In the study entitled “Coeliac disease and malignancy” researchers found CD patients were at an increased risk for not only lymphoma, but for other cancers as well (Swinson, 1983). “Patients with coeliac disease also have a greatly increased risk of the development of small-intestinal adenocarcinomas…There were also more oesophageal and pharyngeal squamous carcinomas than expected,” the researchers concluded.



Researchers in Italy have found that patients with CD are more likely to develop thyroid cancer-and the level of gluten ingestion didn’t appear to make a difference (Volta, 2011). “There is a 2.5 fold increased risk of papillary cancer of thyroid for celiac patients. A prompt diagnosis of CD and a strict adherence to a gluten-free diet do not seem to protect from the development of this malignancy,” the researchers concluded.


Homocysteine interferes with nitric oxide and the subsequent regulation of vascular endothelial growth factor (VEGF). In the following study the role of nitric oxide (NO) and VEGF in papillary thyroid cancer (PTC) was discussed. The study concluded, “NO may induce lymph node metastasis via VEGF-D stimulation in PTC.”

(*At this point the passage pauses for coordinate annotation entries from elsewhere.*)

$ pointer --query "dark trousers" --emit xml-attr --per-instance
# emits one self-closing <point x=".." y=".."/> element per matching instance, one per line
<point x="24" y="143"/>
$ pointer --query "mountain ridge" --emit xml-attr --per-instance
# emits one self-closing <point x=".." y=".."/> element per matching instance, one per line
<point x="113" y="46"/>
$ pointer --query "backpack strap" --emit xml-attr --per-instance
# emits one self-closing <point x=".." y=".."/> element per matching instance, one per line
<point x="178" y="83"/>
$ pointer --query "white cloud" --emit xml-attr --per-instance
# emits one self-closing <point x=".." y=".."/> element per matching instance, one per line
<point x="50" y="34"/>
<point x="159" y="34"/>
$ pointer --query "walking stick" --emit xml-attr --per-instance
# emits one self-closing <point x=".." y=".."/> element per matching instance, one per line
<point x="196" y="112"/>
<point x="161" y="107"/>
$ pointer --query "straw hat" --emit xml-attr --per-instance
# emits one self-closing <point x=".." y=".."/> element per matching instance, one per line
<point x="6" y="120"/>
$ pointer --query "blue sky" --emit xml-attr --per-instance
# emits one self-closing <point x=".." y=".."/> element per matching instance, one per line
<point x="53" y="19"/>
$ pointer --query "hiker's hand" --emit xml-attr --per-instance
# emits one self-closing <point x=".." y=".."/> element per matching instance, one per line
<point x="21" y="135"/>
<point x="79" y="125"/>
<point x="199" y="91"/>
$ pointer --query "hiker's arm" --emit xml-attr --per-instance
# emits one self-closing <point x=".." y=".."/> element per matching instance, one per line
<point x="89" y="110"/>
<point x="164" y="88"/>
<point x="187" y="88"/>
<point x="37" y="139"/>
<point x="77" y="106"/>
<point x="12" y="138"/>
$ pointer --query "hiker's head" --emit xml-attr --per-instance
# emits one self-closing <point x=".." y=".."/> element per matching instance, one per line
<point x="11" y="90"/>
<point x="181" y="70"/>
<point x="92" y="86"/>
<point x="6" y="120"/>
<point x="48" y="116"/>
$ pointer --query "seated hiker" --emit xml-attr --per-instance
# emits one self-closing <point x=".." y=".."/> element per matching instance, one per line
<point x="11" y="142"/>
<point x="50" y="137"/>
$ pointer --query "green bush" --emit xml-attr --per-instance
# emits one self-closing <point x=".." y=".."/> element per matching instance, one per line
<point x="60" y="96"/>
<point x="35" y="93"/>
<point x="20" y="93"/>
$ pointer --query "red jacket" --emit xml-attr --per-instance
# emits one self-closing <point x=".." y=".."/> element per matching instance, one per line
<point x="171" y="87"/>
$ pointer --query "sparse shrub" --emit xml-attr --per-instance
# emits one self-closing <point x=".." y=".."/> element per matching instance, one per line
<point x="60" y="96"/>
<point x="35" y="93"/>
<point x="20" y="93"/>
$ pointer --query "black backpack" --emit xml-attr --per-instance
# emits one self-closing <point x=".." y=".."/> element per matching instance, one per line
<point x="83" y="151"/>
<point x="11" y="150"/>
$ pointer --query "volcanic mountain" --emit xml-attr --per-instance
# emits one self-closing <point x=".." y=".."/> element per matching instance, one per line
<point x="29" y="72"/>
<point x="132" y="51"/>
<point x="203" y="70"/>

Nitric oxide in papillary thyroid carcinoma:induction of vascular endothelial growth factor D and correlation with lymph node metastasis.

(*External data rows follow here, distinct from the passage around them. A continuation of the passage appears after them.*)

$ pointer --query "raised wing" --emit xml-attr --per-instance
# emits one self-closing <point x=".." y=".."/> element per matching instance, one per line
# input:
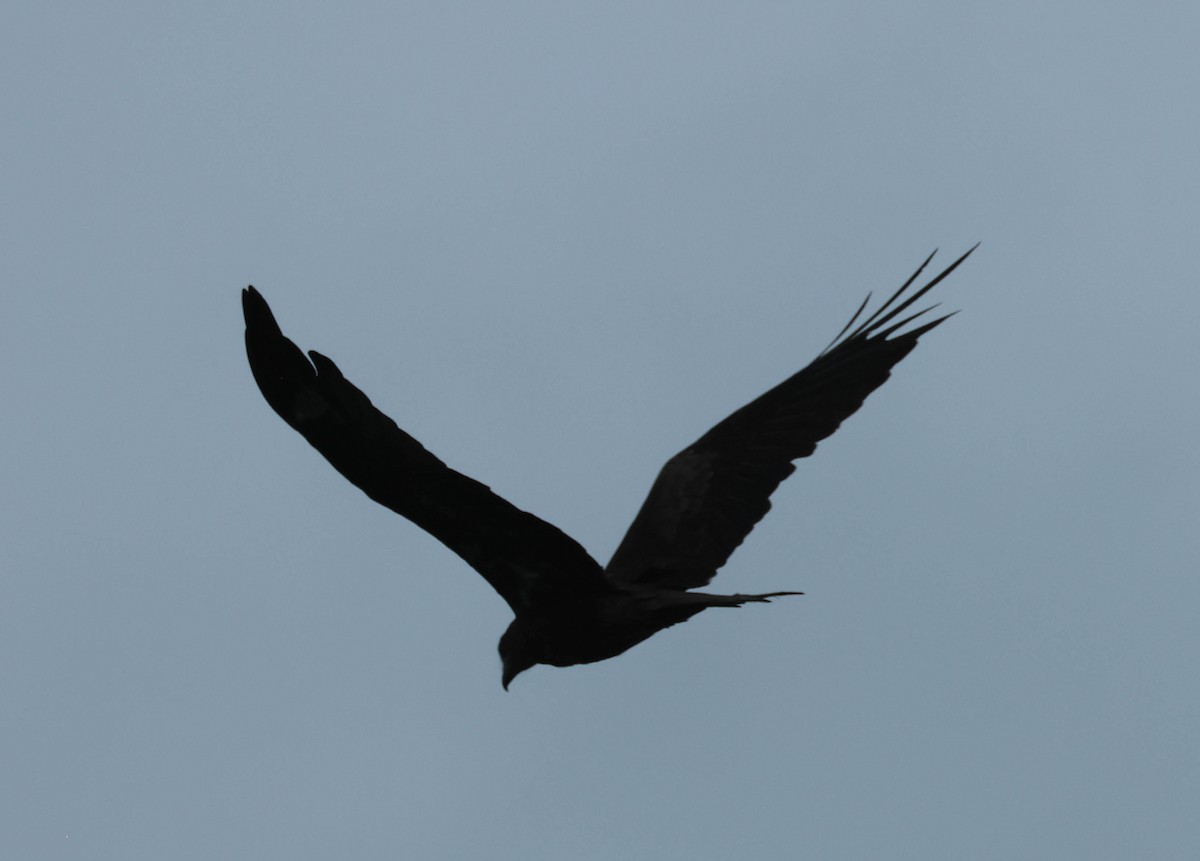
<point x="521" y="555"/>
<point x="708" y="497"/>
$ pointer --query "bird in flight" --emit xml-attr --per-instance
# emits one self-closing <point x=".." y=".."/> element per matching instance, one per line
<point x="568" y="608"/>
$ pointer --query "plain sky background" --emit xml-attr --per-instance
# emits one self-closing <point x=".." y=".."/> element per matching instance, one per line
<point x="557" y="242"/>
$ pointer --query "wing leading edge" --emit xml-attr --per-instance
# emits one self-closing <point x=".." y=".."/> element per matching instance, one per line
<point x="708" y="497"/>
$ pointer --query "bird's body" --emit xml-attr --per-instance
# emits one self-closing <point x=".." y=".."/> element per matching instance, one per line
<point x="568" y="608"/>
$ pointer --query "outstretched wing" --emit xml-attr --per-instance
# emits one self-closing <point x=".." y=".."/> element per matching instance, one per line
<point x="521" y="555"/>
<point x="708" y="497"/>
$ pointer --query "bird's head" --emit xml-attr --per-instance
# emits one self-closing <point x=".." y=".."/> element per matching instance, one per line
<point x="516" y="651"/>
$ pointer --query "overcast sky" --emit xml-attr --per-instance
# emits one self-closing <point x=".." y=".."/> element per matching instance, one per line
<point x="557" y="242"/>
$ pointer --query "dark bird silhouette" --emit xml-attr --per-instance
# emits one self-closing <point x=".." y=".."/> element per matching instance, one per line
<point x="705" y="501"/>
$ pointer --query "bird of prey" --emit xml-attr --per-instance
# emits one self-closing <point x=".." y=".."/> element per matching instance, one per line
<point x="568" y="608"/>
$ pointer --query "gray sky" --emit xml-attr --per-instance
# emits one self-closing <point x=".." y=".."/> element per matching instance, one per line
<point x="557" y="242"/>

Nakamura, Y., H. Yasuoka, H. Zuo, Y. Takamura, A. Miyauchi, M. Nakamura, K. Kakudo. 2006b. J Clin Endocr Metab. 91(4):1582-5.

“Vascular endothelial growth factor-D (VEGF-D) plays an important role in lymph node metastasis via lymphangiogenesis in papillary thyroid carcinoma (PTC…Nitrotyrosine levels were significantly related with VEGF-D immunoreactivity and lymph node metastasis…Our data showed a role for NO in stimulating VEGF-D expression in vitro. The formation of its biomarker, nitrotyrosine, was also correlated with VEGF-D expression in human PTC. NO may induce lymph node metastasis via VEGF-D stimulation in PTC.”


To be continued...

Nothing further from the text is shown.